Tests models from a curated universe including:

  • OpenAI (GPT-4, GPT-3.5)
  • Anthropic (Claude 3 Haiku, Sonnet)
  • Google (Gemini Pro, Flash)
  • Meta (Llama 3.1 8B, 70B)
  • Mistral (7B, Mixtral, Large)
  • And more...

Examples

Classification Task

import llmux

# Sentiment analysis
examples = [
    {"input": "This product is amazing!", "ground_truth": "positive"},
    {"input": "Terrible service", "ground_truth": "negative"},
    {"input": "It's okay", "ground_truth": "neutral"}
]

result = llmux.optimize_cost(
    baseline="gpt-4",
    examples=examples,
    task="classification",
    options=["positive", "negative", "neutral"]
)

Banking Intent Classification

# Prepare dataset (one-time)
from prepare_banking77 import prepare_banking77_dataset
prepare_banking77_dataset()

# Find optimal model
result = llmux.optimize_cost(
    baseline="gpt-4",
    dataset="data/banking77_test.jsonl",
    prompt="Classify the banking customer query into one of 77 intent categories",
    task="classification",
    min_accuracy=0.8
)

Cost Comparison

Typical savings on standard benchmarks:

Dataset Baseline Best Alternative Cost Savings Accuracy
IMDB GPT-4 Llama-3.1-8B 96.3% 95.2%
AG News GPT-4 Mistral-7B 94.7% 93.8%
Banking77 GPT-4 GPT-3.5-turbo 89.2% 91.4%

Advanced Usage

Custom Evaluation

from llmux import Evaluator, Provider

# Use specific provider
provider = Provider.get_provider("openrouter", model="meta-llama/llama-3.1-8b")
evaluator = Evaluator(provider)

# Run evaluation
accuracy, results = evaluator.evaluate(
    dataset="test_data.jsonl",
    system_prompt="You are a helpful assistant"
)

Smart Stopping

LLMux automatically implements smart stopping - if a larger model in a family (e.g., Llama-70B) fails to meet accuracy requirements, smaller models (Llama-8B) are skipped to save API calls.

Dataset Format

LLMux expects JSONL format with input and label fields:

{"input": "Example text", "label": "category"}
{"input": "Another example", "label": "other_category"}

Or use the examples parameter directly:

examples = [
    {"input": "text", "ground_truth": "label"},
    ...
]

API Reference

optimize_cost()

Main function to find the best cost-optimized model.

Parameters:

  • baseline (str): Reference model to beat (e.g., "gpt-4")
  • dataset (str): Path to JSONL dataset file
  • prompt (str, optional): System prompt for the task
  • task (str, optional): Task type ("classification", "extraction", "generation", "binary")
  • min_accuracy (float): Minimum acceptable accuracy (default: 0.9)
  • sample_size (float, optional): Percentage of dataset to use (0.0-1.0)
  • options (list, optional): Valid output options for classification
  • examples (list, optional): Direct examples instead of dataset file

Returns:

  • Dictionary with:
    • model: Best model found
    • accuracy: Achieved accuracy
    • cost_savings: Percentage saved vs baseline
    • cost_per_million: Cost per million tokens

Requirements

  • Python 3.8+
  • OpenRouter API key (set as OPENROUTER_API_KEY environment variable)

Contributing

Contributions are welcome!
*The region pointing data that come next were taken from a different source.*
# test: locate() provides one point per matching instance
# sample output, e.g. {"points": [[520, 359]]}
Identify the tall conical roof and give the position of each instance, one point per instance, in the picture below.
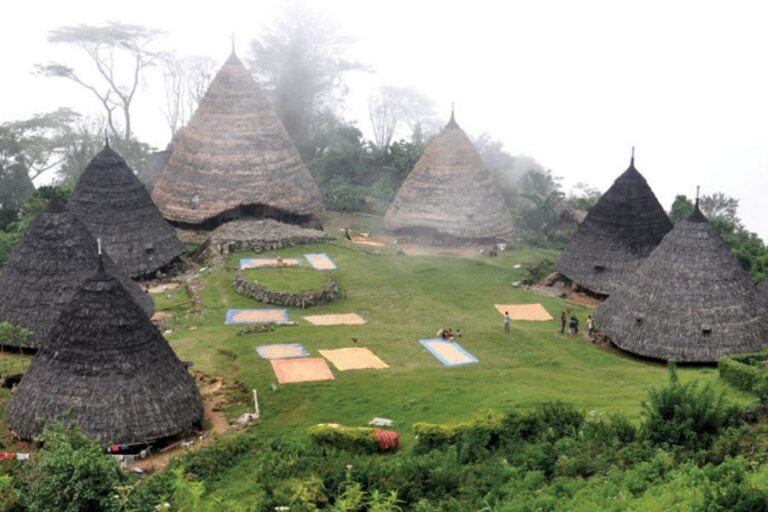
{"points": [[690, 301], [107, 369], [53, 258], [115, 206], [619, 232], [449, 191], [234, 152]]}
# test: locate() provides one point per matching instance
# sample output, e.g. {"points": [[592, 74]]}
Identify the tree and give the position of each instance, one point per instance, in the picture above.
{"points": [[681, 208], [72, 473], [186, 81], [119, 54], [301, 62], [15, 184], [391, 107]]}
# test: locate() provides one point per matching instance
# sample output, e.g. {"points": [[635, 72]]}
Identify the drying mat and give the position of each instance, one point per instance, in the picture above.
{"points": [[320, 261], [246, 263], [282, 351], [449, 353], [257, 316], [307, 369], [353, 358], [345, 319], [524, 311]]}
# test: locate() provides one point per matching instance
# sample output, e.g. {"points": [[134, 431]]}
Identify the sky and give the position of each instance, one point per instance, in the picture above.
{"points": [[573, 84]]}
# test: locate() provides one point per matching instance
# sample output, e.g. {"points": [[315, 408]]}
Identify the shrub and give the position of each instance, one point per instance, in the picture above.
{"points": [[686, 415], [354, 439], [741, 373]]}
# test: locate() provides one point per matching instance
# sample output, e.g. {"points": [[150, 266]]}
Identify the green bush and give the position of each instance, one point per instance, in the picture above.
{"points": [[741, 373], [353, 439], [686, 415]]}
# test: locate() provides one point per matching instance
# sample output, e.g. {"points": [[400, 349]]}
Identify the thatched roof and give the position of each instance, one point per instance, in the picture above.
{"points": [[234, 152], [449, 191], [106, 368], [690, 301], [115, 206], [53, 258], [619, 232]]}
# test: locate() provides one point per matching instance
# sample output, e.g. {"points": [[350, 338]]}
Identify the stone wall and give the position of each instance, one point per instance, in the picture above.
{"points": [[306, 299]]}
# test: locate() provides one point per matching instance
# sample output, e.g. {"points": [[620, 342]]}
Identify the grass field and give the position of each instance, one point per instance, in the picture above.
{"points": [[404, 299]]}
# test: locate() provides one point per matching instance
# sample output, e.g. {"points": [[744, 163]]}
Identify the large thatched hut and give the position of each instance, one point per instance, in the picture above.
{"points": [[450, 194], [108, 369], [689, 301], [115, 206], [234, 159], [53, 258], [618, 233]]}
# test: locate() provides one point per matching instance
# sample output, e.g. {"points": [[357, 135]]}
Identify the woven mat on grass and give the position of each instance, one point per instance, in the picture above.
{"points": [[320, 261], [353, 358], [282, 351], [449, 353], [345, 319], [257, 316], [306, 369], [246, 263], [535, 312]]}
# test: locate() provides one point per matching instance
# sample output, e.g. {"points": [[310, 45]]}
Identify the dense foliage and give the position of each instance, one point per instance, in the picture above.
{"points": [[690, 451]]}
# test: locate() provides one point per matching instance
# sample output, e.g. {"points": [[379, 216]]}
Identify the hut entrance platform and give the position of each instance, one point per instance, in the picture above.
{"points": [[258, 235]]}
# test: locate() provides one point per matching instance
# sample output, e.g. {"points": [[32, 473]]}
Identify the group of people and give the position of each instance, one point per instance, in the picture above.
{"points": [[448, 334], [573, 325]]}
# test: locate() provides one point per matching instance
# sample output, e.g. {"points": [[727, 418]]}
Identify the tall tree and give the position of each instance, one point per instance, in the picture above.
{"points": [[186, 81], [392, 107], [301, 62], [119, 55]]}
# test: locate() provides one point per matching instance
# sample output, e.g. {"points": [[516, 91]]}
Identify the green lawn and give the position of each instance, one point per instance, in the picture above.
{"points": [[404, 299], [296, 279]]}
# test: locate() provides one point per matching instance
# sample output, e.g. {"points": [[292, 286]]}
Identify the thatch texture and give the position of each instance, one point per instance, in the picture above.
{"points": [[689, 301], [450, 192], [115, 206], [235, 153], [106, 368], [619, 232], [53, 258]]}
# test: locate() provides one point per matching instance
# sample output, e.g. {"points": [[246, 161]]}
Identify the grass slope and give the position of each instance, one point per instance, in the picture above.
{"points": [[405, 299]]}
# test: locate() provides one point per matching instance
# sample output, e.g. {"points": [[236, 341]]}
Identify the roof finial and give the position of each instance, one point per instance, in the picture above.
{"points": [[101, 259]]}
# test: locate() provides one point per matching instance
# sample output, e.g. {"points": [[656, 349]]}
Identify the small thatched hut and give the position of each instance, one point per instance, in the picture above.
{"points": [[689, 301], [234, 159], [115, 206], [450, 193], [619, 232], [108, 369], [53, 258]]}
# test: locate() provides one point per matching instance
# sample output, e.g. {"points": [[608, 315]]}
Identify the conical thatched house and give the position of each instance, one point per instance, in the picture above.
{"points": [[450, 193], [689, 301], [619, 232], [53, 258], [235, 158], [106, 368], [115, 206]]}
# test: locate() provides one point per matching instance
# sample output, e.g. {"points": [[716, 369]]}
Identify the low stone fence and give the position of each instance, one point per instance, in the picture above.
{"points": [[306, 299]]}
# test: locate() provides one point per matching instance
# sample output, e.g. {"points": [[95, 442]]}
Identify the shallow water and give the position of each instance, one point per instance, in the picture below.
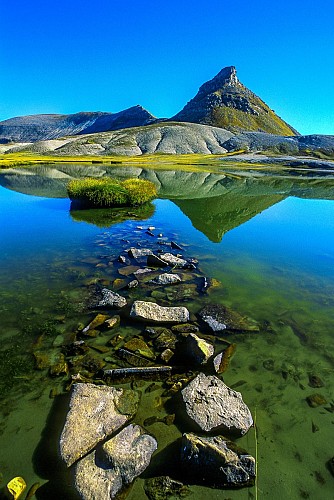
{"points": [[269, 241]]}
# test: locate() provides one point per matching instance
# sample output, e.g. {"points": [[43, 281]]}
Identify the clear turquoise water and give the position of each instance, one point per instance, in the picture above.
{"points": [[275, 265]]}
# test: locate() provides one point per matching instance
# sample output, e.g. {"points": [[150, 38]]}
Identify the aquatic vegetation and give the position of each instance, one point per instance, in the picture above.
{"points": [[109, 192]]}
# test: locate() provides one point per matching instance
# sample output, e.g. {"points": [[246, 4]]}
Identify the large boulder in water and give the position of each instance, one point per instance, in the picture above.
{"points": [[215, 407], [150, 311], [95, 413], [104, 473], [217, 462]]}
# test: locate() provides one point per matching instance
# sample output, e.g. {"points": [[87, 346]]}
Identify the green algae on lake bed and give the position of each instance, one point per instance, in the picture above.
{"points": [[275, 267]]}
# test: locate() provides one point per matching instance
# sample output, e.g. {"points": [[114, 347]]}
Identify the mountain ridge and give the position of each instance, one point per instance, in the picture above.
{"points": [[32, 128], [225, 102]]}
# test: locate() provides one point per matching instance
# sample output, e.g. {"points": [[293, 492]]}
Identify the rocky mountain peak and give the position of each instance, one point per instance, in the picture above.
{"points": [[227, 77], [226, 103]]}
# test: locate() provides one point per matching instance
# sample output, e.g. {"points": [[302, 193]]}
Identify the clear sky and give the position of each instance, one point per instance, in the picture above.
{"points": [[65, 56]]}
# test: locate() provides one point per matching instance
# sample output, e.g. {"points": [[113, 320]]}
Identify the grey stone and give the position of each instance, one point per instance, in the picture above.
{"points": [[95, 413], [139, 252], [93, 481], [198, 350], [214, 406], [217, 461], [122, 458], [166, 279], [130, 452], [172, 260], [153, 312], [112, 299], [133, 284], [220, 317], [163, 487], [154, 261]]}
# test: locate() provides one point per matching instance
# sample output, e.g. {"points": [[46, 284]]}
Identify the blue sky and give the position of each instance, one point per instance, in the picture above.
{"points": [[67, 56]]}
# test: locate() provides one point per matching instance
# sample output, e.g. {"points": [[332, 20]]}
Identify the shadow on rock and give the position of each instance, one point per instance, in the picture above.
{"points": [[166, 462], [46, 458]]}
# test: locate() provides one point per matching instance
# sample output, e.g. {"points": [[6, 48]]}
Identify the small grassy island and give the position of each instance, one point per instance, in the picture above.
{"points": [[109, 192]]}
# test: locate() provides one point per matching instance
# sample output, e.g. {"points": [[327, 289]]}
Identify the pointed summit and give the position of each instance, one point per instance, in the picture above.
{"points": [[225, 102]]}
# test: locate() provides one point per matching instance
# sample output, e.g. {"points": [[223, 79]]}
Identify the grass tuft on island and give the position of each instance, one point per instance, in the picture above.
{"points": [[109, 192]]}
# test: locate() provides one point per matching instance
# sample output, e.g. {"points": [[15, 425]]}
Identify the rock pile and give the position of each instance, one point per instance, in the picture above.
{"points": [[174, 350]]}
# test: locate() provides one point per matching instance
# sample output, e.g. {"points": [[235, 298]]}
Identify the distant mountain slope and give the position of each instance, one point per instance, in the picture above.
{"points": [[43, 127], [171, 138], [178, 138], [225, 102]]}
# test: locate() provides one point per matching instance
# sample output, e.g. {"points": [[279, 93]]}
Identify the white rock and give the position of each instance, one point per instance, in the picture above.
{"points": [[150, 311]]}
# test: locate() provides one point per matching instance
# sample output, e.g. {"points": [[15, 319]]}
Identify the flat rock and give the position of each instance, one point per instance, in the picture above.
{"points": [[138, 346], [95, 413], [127, 270], [108, 298], [93, 480], [139, 252], [102, 475], [150, 311], [219, 317], [130, 452], [163, 487], [155, 261], [166, 279], [172, 260], [198, 350], [217, 462], [214, 406]]}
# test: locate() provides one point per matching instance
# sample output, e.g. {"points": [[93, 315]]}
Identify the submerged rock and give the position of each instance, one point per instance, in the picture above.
{"points": [[316, 400], [95, 413], [172, 260], [130, 451], [139, 252], [219, 317], [166, 279], [140, 347], [124, 457], [97, 321], [163, 487], [153, 312], [103, 297], [222, 360], [217, 462], [154, 261], [198, 350], [113, 322], [185, 328], [214, 406], [59, 367], [166, 340]]}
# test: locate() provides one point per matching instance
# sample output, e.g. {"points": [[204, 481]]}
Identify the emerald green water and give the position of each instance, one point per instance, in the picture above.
{"points": [[268, 240]]}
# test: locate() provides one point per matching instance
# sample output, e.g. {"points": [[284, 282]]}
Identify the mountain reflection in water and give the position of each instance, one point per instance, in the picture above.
{"points": [[215, 203]]}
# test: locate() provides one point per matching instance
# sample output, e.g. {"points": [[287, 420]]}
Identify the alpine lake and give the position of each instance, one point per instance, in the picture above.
{"points": [[265, 242]]}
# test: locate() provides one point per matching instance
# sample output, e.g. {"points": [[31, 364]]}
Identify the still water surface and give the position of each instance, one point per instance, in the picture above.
{"points": [[270, 242]]}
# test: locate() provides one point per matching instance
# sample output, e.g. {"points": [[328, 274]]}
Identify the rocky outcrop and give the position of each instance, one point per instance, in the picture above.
{"points": [[95, 413], [163, 487], [103, 297], [166, 279], [178, 138], [150, 311], [104, 473], [45, 127], [225, 102], [198, 350], [212, 405], [217, 462]]}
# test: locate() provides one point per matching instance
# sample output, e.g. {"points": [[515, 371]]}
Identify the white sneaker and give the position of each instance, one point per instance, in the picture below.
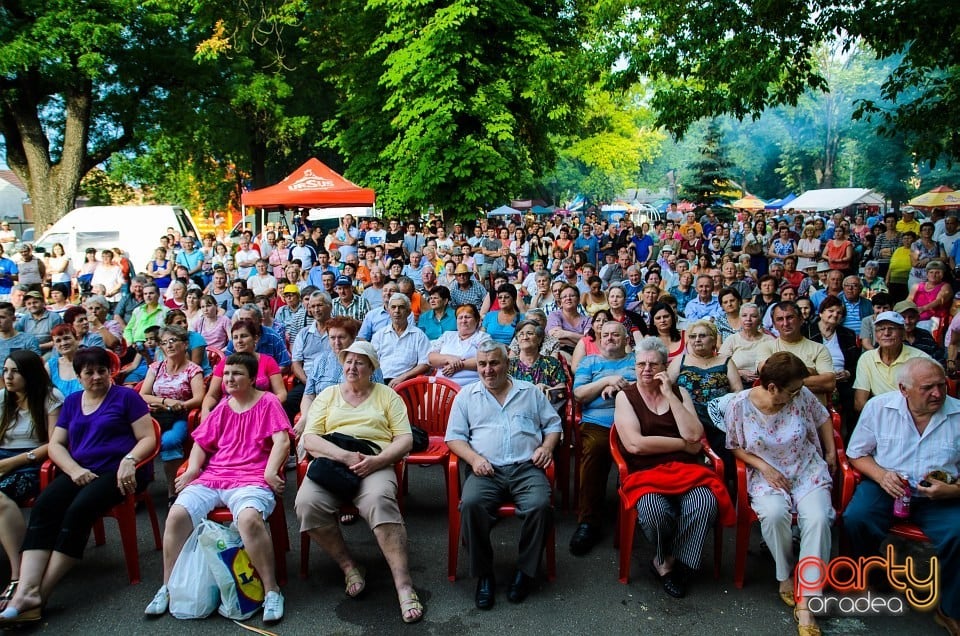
{"points": [[161, 601], [272, 607]]}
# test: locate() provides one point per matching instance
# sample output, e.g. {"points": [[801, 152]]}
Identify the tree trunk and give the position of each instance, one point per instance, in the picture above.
{"points": [[52, 187]]}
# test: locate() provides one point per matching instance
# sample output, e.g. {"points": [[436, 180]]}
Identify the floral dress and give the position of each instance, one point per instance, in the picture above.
{"points": [[543, 371], [704, 384], [786, 440]]}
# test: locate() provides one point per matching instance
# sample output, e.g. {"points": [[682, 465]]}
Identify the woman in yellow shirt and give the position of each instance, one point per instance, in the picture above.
{"points": [[369, 413], [899, 272]]}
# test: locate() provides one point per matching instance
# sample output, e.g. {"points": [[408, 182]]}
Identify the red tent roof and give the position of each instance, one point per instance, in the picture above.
{"points": [[311, 185]]}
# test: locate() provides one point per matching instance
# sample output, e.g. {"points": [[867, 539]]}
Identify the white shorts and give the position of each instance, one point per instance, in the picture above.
{"points": [[199, 500]]}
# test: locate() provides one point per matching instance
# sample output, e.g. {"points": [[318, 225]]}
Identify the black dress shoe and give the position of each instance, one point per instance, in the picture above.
{"points": [[486, 589], [584, 539], [520, 588]]}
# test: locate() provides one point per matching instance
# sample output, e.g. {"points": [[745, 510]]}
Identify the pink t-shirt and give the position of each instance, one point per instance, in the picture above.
{"points": [[175, 387], [216, 334], [266, 368], [238, 445]]}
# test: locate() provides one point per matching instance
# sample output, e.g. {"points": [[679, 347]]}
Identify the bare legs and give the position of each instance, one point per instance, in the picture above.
{"points": [[392, 539]]}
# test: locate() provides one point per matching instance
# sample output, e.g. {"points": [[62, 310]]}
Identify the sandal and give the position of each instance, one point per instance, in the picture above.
{"points": [[8, 593], [787, 598], [411, 609], [354, 578], [805, 630]]}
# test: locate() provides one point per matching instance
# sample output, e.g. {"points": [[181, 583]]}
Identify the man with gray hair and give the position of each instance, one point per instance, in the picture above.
{"points": [[130, 301], [506, 430], [311, 342], [905, 446], [596, 383], [402, 347]]}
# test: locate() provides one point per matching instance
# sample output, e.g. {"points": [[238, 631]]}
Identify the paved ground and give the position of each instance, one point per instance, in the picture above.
{"points": [[586, 597]]}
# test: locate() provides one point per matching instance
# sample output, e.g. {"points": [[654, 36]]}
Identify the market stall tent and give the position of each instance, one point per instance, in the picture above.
{"points": [[834, 199], [312, 185]]}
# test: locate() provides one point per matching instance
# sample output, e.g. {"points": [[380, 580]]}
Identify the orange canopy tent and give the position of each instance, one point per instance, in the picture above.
{"points": [[312, 185]]}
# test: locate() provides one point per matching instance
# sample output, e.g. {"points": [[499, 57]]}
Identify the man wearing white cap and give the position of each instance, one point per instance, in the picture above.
{"points": [[877, 368]]}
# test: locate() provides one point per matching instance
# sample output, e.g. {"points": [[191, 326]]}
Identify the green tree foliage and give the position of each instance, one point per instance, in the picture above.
{"points": [[603, 161], [739, 58], [80, 81], [472, 91], [708, 176]]}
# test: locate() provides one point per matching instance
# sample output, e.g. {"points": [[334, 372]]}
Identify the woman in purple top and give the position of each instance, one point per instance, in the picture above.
{"points": [[103, 432], [236, 461]]}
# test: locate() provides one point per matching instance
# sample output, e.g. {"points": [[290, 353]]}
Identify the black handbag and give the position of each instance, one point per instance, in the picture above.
{"points": [[335, 477], [421, 439]]}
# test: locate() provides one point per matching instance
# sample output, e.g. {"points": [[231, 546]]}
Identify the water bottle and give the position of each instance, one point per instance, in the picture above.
{"points": [[901, 505]]}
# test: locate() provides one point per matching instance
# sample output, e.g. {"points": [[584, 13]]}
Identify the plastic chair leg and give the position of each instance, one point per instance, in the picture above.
{"points": [[740, 562]]}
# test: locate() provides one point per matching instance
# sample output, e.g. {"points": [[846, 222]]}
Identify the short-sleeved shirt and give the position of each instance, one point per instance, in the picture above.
{"points": [[813, 354], [504, 434], [23, 431], [887, 432], [267, 367], [174, 386], [400, 353], [599, 410], [787, 440], [238, 445], [876, 377], [100, 440], [378, 419], [18, 342]]}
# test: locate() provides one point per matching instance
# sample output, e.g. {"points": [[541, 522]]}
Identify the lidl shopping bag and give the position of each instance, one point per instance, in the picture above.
{"points": [[193, 590], [241, 590]]}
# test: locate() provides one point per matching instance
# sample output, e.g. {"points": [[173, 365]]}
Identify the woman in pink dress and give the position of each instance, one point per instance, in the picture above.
{"points": [[236, 461]]}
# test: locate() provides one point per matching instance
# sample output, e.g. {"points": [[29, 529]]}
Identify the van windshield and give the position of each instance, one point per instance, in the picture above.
{"points": [[97, 240]]}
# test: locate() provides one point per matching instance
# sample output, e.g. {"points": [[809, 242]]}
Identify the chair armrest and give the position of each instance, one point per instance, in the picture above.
{"points": [[618, 459], [715, 460], [742, 496], [48, 470]]}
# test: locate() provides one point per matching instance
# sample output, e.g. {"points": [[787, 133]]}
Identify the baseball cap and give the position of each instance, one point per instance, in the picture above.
{"points": [[902, 306], [889, 316]]}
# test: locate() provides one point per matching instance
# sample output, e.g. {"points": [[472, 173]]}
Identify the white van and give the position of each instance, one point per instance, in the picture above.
{"points": [[135, 228]]}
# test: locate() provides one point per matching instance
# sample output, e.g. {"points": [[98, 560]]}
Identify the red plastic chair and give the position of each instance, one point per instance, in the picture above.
{"points": [[746, 517], [901, 529], [429, 400], [505, 510], [627, 514], [214, 355], [125, 513], [569, 447], [350, 509], [278, 529]]}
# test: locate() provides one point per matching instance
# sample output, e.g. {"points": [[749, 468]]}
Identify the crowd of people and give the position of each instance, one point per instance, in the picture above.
{"points": [[685, 335]]}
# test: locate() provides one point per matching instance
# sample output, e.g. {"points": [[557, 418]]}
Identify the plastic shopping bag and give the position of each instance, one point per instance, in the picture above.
{"points": [[241, 590], [193, 590]]}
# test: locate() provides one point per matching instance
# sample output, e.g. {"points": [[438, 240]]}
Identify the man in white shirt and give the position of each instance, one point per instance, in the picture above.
{"points": [[246, 259], [910, 435], [506, 430]]}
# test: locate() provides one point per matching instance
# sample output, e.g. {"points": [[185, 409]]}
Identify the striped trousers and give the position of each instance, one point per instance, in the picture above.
{"points": [[678, 524]]}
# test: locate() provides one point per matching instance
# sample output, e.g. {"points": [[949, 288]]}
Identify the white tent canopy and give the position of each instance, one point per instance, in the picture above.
{"points": [[834, 199]]}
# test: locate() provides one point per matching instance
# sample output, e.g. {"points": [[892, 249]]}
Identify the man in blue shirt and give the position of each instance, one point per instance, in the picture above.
{"points": [[441, 318], [587, 243], [705, 305]]}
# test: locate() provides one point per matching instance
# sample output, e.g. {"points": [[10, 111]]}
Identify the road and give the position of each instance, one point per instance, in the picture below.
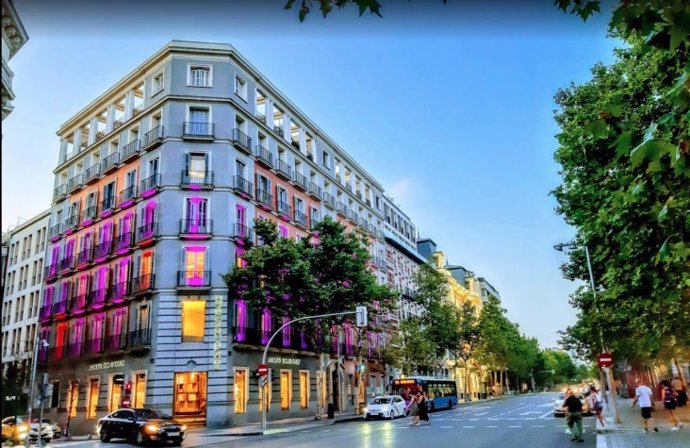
{"points": [[522, 422]]}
Please feel free to submit a Pull Request.

License

MIT License - see LICENSE file for details.

Citation

If you use LLMux in your research, please cite:

@software{llmux2024,
  title = {LLMux: Automatic LLM Cost Optimization},
  author = {Ahuja, Mihir},
  year = {2024},
  url = {https://github.com/mihirahuja/llmux}
}

Support

Project details


Download files

Download the file for your platform. If you're not sure which to choose, learn more about installing packages.

Source Distribution

llmux_optimizer-0.1.0.tar.gz (21.7 kB view details)

Uploaded Source

Built Distribution

If you're not sure about the file name format, learn more about wheel file names.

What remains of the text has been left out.